Otter
Otter copied to clipboard
Is it correct to set up fsdp for a machine (V100) that does not support bf16?
compute_environment: LOCAL_MACHINE distributed_type: no downcast_bf16: false machine_rank: 0 main_training_function: main mixed_precision: fp16 num_machines: 1 num_processes: 1 rdzv_backend: static same_network: true tpu_use_cluster: false tpu_use_sudo: false use_cpu: false main_process_port: 20687
yes it seems correct!
OK,thank u,I also want to ask about the main thread memory is higher than other threads and overflow situation, how I should solve it, do you have suggestions?

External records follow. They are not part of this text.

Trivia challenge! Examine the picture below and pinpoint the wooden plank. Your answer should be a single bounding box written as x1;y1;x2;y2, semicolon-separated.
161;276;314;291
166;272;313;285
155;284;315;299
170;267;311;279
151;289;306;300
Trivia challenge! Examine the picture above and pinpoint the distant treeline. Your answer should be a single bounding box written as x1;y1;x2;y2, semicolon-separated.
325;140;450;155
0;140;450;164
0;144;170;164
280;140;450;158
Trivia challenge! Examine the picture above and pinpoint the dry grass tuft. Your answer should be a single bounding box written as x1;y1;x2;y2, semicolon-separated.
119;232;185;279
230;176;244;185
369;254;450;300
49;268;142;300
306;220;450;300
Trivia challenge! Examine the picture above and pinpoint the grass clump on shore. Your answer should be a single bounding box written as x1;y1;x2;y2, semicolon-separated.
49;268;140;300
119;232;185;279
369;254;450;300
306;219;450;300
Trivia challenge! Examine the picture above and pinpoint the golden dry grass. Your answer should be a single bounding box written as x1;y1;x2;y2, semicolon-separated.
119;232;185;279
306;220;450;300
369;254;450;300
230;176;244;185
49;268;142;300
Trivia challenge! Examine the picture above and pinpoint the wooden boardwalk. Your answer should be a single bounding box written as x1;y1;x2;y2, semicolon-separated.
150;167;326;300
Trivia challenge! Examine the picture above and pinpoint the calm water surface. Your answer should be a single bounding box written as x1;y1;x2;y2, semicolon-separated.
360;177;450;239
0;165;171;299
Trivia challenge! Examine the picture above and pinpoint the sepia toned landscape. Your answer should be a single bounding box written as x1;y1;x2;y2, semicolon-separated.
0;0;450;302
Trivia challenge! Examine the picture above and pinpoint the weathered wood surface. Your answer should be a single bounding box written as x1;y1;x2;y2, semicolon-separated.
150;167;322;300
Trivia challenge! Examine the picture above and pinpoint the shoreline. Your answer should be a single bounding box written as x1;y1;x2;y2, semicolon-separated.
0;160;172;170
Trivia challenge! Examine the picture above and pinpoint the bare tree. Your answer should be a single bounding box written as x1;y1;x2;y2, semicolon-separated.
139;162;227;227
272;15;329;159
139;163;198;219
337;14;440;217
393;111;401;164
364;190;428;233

---- Replied Message ---- | From | Li @.> | | Date | 09/14/2023 12:10 | | To | Luodian/Otter @.> | | Cc | xmc-andy @.>, Author @.> | | Subject | Re: [Luodian/Otter] Is it correct to set up fsdp for a machine (V100) that does not support bf16? (Issue #274) |
yes it seems correct!
— Reply to this email directly, view it on GitHub, or unsubscribe. You are receiving this because you authored the thread.Message ID: @.***>
I think you can refer to this link to see if you can do something.
https://github.com/huggingface/accelerate/blob/6b3e559926afc4b9a127eb7762fc523ea0ea656a/src/accelerate/big_modeling.py#L514
I know that you may able to set device_map=balanced_low_0
to decreased GPU usage on rank 0 (since rank0 will do gather operations and sometimes other params will be shifted to rank 0 so induce to OOM).
Previously I see some code doing so but I didnt use it before, maybe you should do some search on device_map
mechanism and how to set it. And we are welcome that you could update your experience to us to help more users tackle the problem on V100 GPU~
Thank u for your shared suggestions, I will try them,
I tried setting device_map to 'auto', 'balanced', 'balanced_low_0' or 'sequential' respectively. Unfortunately, it still overflows the memory on 3 V100s (unfrozen ViT). In comparison, I think balanced_low_0 is It might be possible if I have enough cards, I will try it further if I have 4 V100s.